The record provides monthly rainfall totals representing the island for each month since January 1711, and means that Ireland now has one of the longest, quality assured rainfall records anywhere in the world.
Commenting on the rainfall record, Dr Conor Murphy said: “The most recent decade was our wettest on record, and when we look at the long-term context, we see a continuous rise in annual and winter rainfall. This is consistent with expectations of human driven climate change.”
While one of the most significant takeaways from the record is that Ireland’s weather was at its wettest between 2006 and 2015, the data also reveals that over the long-term, winters are getting wetter and summers are getting drier.

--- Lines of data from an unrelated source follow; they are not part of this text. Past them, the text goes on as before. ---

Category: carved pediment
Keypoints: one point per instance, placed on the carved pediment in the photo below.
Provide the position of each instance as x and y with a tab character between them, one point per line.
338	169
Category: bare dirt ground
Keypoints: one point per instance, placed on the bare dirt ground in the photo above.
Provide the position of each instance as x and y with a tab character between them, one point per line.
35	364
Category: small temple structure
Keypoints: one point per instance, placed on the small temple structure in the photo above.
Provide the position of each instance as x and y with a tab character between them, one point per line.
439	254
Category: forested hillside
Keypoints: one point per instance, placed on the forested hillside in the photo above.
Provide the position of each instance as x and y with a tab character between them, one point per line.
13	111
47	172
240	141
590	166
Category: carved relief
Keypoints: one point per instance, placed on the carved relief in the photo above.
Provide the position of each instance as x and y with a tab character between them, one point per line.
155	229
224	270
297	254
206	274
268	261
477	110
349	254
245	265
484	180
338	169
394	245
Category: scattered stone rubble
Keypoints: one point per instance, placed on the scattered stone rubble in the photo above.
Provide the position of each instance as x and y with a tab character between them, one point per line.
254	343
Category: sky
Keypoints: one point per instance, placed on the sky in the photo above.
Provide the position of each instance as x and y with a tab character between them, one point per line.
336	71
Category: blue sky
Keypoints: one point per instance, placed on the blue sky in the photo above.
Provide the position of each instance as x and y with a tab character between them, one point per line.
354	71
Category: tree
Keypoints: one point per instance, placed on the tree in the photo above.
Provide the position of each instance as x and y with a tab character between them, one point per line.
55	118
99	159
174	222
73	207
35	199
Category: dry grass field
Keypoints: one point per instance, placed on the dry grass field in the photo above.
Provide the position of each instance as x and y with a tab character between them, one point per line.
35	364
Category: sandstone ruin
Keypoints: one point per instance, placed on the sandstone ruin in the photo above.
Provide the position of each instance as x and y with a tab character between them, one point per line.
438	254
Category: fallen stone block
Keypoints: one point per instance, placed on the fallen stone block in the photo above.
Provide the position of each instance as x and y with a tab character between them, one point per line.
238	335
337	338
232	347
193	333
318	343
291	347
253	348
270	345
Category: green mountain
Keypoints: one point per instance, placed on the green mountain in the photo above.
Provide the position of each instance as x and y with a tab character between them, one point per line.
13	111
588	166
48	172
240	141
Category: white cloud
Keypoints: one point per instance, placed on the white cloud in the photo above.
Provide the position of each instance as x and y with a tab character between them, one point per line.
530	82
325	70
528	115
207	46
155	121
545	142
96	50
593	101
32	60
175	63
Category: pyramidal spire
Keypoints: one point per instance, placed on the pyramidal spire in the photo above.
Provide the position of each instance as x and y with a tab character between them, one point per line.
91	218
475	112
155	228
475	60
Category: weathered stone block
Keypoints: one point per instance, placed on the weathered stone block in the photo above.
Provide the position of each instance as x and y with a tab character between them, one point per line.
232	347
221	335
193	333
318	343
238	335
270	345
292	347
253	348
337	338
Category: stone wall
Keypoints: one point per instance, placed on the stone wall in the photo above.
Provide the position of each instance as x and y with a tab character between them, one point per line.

By compiling data from the UK and Ireland, including previously unpublished work from the 1970s by the UK Meteorological Office, Dr Murphy and team have created one of the most comprehensive monthly rainfall series in the world.
Dr Murphy explains: “The fact that we have such a long rainfall record for Ireland is thanks to the meticulous work of weather enthusiasts and meteorologists from the Ireland and the UK over hundreds of years. The record draws on the very earliest rainfall observations made in this region, together with weather diaries compiled during the 1700s.”
“The task of stitching all the data together was first undertaken by UK Met Office staff in 1979 – work which was largely forgotten until recently. In those days there was not as much emphasis on publishing research in scientific journals and their work was just reported in an internal memo.”
“We were able to merge that Met Office record with another quality assured dataset, which we recently compiled for Ireland for the period of 1850 to present. When combined, the derived record gives us an unprecedented picture of rainfall variations for every month from 1711 to 2016. The record also provides unique insight into past weather extremes and changing rainfall patterns well beyond the relatively recent history of available digital records.”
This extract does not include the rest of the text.